Category Archives: reviews

Book Review: Python for Data Analysis

Python for data analysis


The book “Python for Data Analysis” (O’Reilly Media 2013) by author Wes McKinney is a guide to using the NumPy, matplotlib, and pandas Python libraries for data analysis. The author sets out to provide a template for Python programmers to gain working knowledge of the rapidly maturing Python technologies for data analysis and visualization tasks.   The tone of the book is conversational and focused, with no fluff or filler. The book accomplishes its purpose admirably by providing a concise, meaty, and highly readable tutorial through the essential features of doing data analysis in Python.

McKinney does a skillful job of bringing the Python novice through the requisite background and quickly up to speed doing useful work with pandas without becoming bogged down in introductory Python minutia. In fact, the opening chapter is titled “Introductory Examples” and includes several relatively complex data analysis examples that serve to demonstrate the capabilities of pandas. I found this approach provided me with the motivation to read on into the more detailed and technical chapters.
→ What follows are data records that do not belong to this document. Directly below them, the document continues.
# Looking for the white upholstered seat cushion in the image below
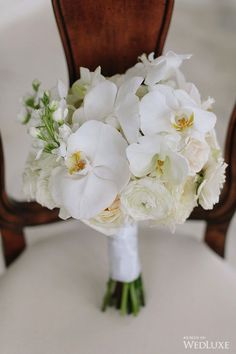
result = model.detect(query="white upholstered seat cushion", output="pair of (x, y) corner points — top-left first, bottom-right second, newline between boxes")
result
(0, 221), (236, 354)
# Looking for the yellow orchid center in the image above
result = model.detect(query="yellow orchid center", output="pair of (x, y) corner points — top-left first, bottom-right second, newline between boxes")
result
(67, 151), (86, 175)
(173, 113), (194, 132)
(156, 159), (164, 174)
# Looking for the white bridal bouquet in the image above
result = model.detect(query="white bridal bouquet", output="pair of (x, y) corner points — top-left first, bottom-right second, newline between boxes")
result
(19, 51), (226, 315)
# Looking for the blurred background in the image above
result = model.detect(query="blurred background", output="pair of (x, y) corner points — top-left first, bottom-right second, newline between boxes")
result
(0, 0), (236, 273)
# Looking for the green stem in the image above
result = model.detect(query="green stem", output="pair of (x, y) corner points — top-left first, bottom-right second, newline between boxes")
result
(101, 279), (116, 312)
(120, 283), (129, 316)
(130, 282), (139, 316)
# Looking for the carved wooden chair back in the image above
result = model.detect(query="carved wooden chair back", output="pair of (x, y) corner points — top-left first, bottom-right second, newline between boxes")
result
(0, 0), (235, 267)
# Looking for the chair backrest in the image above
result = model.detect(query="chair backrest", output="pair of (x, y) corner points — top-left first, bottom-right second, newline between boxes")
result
(52, 0), (174, 84)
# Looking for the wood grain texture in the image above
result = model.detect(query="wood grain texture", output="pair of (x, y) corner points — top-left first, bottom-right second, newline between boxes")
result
(52, 0), (174, 84)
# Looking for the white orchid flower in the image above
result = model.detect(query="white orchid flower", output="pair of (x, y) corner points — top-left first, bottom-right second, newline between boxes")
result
(68, 66), (105, 105)
(72, 76), (143, 143)
(140, 86), (216, 140)
(126, 134), (189, 185)
(125, 51), (191, 86)
(50, 120), (130, 220)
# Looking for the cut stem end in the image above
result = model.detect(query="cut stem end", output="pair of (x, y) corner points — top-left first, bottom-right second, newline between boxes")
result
(101, 275), (145, 316)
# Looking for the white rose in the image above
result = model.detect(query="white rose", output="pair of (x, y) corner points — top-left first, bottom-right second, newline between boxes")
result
(198, 158), (227, 210)
(120, 177), (174, 222)
(182, 137), (210, 175)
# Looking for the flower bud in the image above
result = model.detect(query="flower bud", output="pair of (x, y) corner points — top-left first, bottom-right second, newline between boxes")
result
(29, 126), (40, 138)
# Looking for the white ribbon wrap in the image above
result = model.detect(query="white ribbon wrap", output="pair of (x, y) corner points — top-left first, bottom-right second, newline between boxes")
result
(108, 223), (141, 282)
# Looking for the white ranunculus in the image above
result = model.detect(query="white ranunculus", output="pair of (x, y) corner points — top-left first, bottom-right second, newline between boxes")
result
(197, 158), (227, 210)
(50, 120), (130, 220)
(181, 137), (210, 175)
(82, 197), (125, 235)
(125, 51), (191, 87)
(72, 76), (143, 143)
(120, 177), (174, 222)
(140, 86), (216, 140)
(23, 152), (59, 209)
(126, 134), (189, 185)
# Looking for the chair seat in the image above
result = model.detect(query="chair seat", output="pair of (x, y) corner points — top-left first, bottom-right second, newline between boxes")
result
(0, 222), (236, 354)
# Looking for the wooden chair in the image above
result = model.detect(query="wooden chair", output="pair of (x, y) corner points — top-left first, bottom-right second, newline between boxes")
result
(0, 0), (235, 269)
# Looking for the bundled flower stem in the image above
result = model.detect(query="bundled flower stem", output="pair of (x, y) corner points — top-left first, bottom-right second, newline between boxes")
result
(102, 275), (145, 316)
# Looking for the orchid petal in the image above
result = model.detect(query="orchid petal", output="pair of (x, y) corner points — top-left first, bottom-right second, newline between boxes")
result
(66, 120), (127, 162)
(126, 135), (162, 177)
(191, 107), (216, 133)
(140, 91), (172, 135)
(165, 150), (189, 185)
(116, 95), (141, 143)
(116, 76), (143, 105)
(145, 59), (167, 86)
(83, 81), (117, 121)
(94, 157), (130, 191)
(51, 166), (118, 219)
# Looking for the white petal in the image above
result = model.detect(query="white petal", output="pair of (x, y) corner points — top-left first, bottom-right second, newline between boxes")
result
(66, 120), (129, 178)
(126, 135), (161, 177)
(166, 151), (189, 185)
(72, 107), (87, 126)
(66, 120), (100, 159)
(80, 67), (91, 82)
(83, 80), (117, 121)
(51, 167), (118, 219)
(183, 83), (201, 106)
(151, 84), (179, 109)
(116, 76), (143, 105)
(125, 63), (146, 81)
(145, 59), (167, 86)
(116, 95), (140, 143)
(58, 80), (68, 99)
(191, 107), (216, 133)
(140, 91), (172, 135)
(174, 89), (197, 107)
(93, 158), (130, 192)
(67, 120), (126, 160)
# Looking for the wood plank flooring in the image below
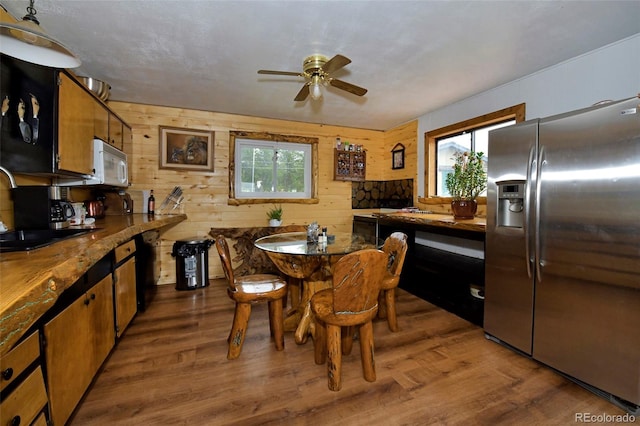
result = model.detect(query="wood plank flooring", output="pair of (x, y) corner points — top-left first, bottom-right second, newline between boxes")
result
(70, 280), (629, 425)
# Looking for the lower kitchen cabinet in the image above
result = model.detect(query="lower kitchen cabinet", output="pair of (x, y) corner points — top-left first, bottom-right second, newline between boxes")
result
(0, 331), (49, 425)
(114, 239), (137, 337)
(43, 274), (115, 426)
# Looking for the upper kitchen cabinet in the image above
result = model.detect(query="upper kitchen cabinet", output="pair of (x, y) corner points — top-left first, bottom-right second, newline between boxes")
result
(58, 73), (94, 175)
(122, 122), (132, 151)
(94, 103), (109, 144)
(108, 113), (125, 151)
(0, 54), (130, 177)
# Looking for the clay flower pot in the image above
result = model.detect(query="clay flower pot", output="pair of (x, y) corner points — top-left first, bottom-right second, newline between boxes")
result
(451, 199), (477, 220)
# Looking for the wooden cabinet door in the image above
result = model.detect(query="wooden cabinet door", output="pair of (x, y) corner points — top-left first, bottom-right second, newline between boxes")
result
(122, 124), (133, 181)
(89, 274), (117, 368)
(114, 257), (137, 337)
(108, 113), (124, 150)
(94, 102), (109, 143)
(57, 73), (94, 175)
(44, 275), (115, 426)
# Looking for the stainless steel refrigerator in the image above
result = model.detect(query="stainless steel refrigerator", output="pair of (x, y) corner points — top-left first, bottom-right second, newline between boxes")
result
(484, 96), (640, 413)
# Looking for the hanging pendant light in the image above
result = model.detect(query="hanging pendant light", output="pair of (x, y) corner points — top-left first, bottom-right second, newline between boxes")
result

Why you should listen to Wes McKinney

The author is uniquely suited to write this book, having been the creator and first developer of pandas in the course of his own work as a quantitative analyst at a hedge fund back in 2008. I could tell that the author has a mastery of the subject; he provides many useful insights that could only be gained through real-world experience. The book focuses mainly on the pandas library and its core technologies, the Series and the Dataframe. Both are important because they build on the speed and precision of numpy arrays, while allowing richer, more intuitive and powerful manipulation of data tables.

pandas: it just works the way it should

Another aspect of this book that is so enjoyable is that pandas itself just works the way I would expect it to work. The tools, in my opinion, are constructed to be as convenient and intuitive as possible. I find that pandas behaves very predictably, despite being extremely powerful. Oftentimes, I was able to invent an expression in pandas that behaved exactly as I intended without knowing a priori whether it was possible to do so. There is something very satisfying about a tool that just works and doesn’t require a lot of boilerplate code.

The publisher also provides downloadable iPython notebooks containing the code examples for each chapter. Using these notebooks it was very easy to follow along, running code while reading the chapter. The illustrations in the book also consist almost entirely of matplotlib plots prepared using the code examples. I was able to work up many of the figures, giving me a sense of having gained practical, working knowledge in each chapter.

Python for data analysis? Yes!

I really have nothing negative to say about “Python for Data Analysis”. If forced to find something to change, it would be that the author could have left out the highly-condensed chapter on introductory Python programming found at the end of the book, using the extra space instead to include even more examples of pandas in practical, real-world applications.

For instance, an example on building a data analysis model with interactive graphics for the web would have been welcome. Similarly, a demonstration of approaches for making matplotlib, with its rather utilitarian graphics, more closely resemble the stylistically attractive plots of ggplot2 (the well-known R plotting library) would also have been useful.

After reading this book, however, I have been convinced to transition my data analysis workflow entirely into Python and largely abandon R, which now seems somewhat esoteric and unnecessarily complex by comparison. Overall, I would highly recommend this book to anyone seeking to learn how to use Python for data analysis. It is a valuable reference for scientists, engineers, data analysts, and others who want to leverage the power of Python (and specifically numpy and pandas) for dealing with their data.